As I crossed the finish line of my first half marathon, I was greeted with smiles, bananas, gift bags, and a plastic water bottle. I refused the plastic water bottle and the look I received from the volunteer was one of disdain. If her eyes could speak, they would have said, “you idiot, you just ran 13.1 miles, you need to hydrate!” I flashed a look back thinking, “No thanks, I brought my own canteen.” The vast amount of plastic created by the race was astonishing. I must admit the light sparkled off of the blue plastic like the Mediterranean Sea and then I realized that some of those bottles might end up in the Mediterranean Sea.
At my first Northern California 10K, when I crossed the finish line and was offered a plastic water bottle I replied with, “I don’t want that shit!” The poor girl thought she was doing me a favor. We had just started World Progress Now and I was fully engrossed in researching plastics’ affect on the planet and its affect on birds, fish, and humans. Looking back, I guess I was a bit too harsh with the poor girl who thought she was doing me a favor.
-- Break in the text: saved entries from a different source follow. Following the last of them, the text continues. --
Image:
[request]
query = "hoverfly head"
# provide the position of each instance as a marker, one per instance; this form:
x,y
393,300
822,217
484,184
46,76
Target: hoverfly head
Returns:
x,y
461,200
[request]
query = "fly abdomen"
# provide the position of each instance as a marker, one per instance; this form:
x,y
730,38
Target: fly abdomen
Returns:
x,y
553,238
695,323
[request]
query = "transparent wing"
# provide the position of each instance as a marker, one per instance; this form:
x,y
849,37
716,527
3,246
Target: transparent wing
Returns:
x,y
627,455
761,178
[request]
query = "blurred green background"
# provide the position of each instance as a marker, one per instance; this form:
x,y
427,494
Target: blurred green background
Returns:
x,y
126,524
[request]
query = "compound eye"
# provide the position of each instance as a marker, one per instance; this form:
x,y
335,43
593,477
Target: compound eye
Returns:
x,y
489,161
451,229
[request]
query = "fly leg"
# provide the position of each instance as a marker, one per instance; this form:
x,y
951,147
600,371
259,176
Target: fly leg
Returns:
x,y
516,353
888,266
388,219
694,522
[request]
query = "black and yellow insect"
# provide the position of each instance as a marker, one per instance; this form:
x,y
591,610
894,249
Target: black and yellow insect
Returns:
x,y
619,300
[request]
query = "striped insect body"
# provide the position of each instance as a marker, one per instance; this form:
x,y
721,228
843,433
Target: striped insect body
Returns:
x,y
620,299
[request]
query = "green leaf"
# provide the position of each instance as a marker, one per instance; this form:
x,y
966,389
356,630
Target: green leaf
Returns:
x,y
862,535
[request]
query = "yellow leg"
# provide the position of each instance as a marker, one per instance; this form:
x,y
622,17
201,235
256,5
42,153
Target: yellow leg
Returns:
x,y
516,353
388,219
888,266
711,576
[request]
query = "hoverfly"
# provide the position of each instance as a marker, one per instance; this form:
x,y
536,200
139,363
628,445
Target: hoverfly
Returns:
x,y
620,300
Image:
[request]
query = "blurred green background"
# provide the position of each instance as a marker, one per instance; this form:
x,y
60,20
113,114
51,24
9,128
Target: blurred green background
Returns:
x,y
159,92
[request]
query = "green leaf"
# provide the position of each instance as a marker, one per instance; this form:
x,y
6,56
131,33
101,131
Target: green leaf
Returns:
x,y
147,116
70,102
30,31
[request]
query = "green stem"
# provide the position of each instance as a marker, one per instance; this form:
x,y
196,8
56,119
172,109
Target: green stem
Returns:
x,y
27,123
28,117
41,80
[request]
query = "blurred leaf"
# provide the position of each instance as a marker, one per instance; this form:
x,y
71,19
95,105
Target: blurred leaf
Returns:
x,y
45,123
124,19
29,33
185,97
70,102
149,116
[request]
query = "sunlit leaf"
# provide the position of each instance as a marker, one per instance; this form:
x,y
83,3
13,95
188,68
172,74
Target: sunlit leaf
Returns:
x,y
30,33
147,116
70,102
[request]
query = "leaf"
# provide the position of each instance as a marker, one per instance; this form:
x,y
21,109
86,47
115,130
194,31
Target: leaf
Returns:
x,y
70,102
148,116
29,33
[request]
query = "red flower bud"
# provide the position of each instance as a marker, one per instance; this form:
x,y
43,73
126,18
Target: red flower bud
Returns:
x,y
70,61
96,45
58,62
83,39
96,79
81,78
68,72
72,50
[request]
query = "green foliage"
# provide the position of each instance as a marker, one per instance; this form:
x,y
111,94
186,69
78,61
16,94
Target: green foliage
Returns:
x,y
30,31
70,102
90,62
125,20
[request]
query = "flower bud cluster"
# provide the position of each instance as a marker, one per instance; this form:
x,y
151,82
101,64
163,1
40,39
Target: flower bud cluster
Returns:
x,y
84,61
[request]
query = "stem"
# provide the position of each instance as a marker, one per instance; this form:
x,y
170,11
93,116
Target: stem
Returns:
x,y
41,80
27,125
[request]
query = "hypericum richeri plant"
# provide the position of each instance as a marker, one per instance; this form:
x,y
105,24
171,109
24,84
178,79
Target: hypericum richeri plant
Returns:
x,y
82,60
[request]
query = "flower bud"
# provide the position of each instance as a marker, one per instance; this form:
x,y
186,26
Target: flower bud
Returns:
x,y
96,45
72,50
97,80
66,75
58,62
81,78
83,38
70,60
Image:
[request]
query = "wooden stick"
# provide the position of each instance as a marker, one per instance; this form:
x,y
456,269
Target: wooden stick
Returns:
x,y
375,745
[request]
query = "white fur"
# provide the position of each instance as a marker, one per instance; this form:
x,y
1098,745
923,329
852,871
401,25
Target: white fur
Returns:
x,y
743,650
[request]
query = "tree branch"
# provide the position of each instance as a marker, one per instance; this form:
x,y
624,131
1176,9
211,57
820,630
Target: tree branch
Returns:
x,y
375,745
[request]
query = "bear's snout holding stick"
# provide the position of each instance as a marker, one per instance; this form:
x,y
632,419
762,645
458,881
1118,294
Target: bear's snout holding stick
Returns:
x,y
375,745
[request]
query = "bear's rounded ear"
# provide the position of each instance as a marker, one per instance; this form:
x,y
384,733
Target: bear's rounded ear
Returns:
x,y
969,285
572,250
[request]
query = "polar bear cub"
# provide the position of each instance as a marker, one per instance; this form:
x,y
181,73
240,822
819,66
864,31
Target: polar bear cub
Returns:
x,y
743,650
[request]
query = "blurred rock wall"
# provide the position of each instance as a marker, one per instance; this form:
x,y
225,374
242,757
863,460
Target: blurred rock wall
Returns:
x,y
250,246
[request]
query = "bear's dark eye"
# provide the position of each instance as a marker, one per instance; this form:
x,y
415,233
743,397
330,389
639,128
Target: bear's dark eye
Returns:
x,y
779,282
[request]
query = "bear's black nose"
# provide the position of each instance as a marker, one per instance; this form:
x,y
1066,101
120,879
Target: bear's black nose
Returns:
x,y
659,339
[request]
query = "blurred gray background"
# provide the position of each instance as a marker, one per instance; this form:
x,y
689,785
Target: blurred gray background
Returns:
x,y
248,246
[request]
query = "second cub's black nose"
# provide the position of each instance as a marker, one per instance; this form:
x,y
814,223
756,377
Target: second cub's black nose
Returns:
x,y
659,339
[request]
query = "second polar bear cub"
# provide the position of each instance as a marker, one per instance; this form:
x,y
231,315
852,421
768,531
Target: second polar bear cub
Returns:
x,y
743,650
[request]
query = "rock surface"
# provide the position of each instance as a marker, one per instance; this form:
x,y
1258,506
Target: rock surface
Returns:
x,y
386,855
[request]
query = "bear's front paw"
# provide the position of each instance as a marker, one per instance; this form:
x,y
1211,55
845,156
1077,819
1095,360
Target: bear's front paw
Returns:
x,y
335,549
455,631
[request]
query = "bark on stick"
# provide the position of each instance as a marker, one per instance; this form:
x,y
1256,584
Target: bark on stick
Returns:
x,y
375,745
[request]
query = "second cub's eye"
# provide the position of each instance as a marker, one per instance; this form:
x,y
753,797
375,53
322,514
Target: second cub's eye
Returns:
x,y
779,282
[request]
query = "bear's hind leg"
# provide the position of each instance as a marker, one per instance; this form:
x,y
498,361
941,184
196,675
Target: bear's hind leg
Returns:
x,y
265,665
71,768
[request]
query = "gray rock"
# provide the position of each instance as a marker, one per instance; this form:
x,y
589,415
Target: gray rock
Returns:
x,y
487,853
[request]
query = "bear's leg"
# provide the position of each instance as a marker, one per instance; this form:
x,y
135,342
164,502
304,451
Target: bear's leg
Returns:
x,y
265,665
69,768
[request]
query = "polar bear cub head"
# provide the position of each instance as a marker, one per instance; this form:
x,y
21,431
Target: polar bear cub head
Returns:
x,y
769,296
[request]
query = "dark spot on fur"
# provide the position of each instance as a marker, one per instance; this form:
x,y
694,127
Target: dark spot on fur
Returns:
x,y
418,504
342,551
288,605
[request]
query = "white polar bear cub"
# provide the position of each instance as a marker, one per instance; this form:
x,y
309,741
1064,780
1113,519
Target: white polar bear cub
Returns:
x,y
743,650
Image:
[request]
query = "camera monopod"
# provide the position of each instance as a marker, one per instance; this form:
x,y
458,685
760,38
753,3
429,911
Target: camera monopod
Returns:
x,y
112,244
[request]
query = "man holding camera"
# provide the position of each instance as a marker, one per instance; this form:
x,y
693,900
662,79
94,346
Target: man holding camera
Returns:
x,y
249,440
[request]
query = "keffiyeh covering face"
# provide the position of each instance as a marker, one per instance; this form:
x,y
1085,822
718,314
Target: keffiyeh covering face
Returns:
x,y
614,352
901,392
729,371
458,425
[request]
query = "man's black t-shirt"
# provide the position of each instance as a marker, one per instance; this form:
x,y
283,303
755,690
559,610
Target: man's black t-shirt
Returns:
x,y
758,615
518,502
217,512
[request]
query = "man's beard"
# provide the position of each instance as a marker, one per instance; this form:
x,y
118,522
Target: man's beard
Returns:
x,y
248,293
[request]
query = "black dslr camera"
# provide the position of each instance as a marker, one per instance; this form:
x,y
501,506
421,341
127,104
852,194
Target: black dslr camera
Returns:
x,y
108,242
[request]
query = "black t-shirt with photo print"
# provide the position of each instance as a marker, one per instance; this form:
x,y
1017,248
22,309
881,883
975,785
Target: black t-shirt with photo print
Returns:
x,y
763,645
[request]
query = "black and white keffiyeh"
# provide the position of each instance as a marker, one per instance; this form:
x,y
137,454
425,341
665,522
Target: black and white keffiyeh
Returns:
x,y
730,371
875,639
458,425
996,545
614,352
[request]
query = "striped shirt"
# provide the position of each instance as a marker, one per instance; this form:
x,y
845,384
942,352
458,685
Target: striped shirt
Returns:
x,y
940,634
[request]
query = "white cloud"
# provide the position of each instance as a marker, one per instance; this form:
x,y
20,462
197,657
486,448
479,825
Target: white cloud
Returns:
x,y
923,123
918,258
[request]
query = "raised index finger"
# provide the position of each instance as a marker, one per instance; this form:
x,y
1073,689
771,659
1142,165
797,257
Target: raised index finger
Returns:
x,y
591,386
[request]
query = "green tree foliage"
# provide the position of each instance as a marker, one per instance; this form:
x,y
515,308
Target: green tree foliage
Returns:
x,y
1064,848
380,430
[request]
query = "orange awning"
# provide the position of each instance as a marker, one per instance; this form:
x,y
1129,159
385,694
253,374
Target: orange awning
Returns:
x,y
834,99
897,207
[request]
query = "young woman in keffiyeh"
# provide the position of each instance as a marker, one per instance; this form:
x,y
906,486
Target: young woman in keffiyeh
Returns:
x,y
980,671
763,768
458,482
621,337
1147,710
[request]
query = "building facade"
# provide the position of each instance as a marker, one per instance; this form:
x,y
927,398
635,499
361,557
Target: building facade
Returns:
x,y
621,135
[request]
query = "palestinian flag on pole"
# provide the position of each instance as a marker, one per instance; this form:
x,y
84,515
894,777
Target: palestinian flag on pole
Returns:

I have matured a bit in my responses and now find it to be a great teachable moment for the race day volunteers and I.
On December 12th in the cold chill of the morning I was a runner, trying to outrun my own failures. I was destined to finish better than I thought I could do, to lift myself toward some oneness with self. Running an hour and forty-two minutes gives you a lot of time to reflect. I ran through the whole of my life in the first five minutes, and then became obsessed with self-assessment. Which part of my body hurt, and which part hurt more. This became my focus as I hit mile five. Mile seven got better and was beginning to flatten out, which gave me a chance to refocus on a real issue outside of my self-loathing. What can I do for this planet and its inhabitants? This question has not haunted me, but has encapsulated my being ever since our friends and family traveled to Thailand, Cambodia, and Laos in the summer of 2012.
My life’s race was no longer about how much money I could make or what extravagant trip I could go on next, but was based on making this planet better off than when I found it.
As I finished the half marathon, I realized that I had accomplished my goal as a runner, but as I was handed a plastic water bottle I realized I had a long way to go for my quest to help our Mother Earth.
Sustainable Sports Foundation addresses the need to promote local athletic events that support sustainability and giving back to the community. They are advocates of generating less waste and promote the use of water canteens as an alternative to #gowithoutplastic.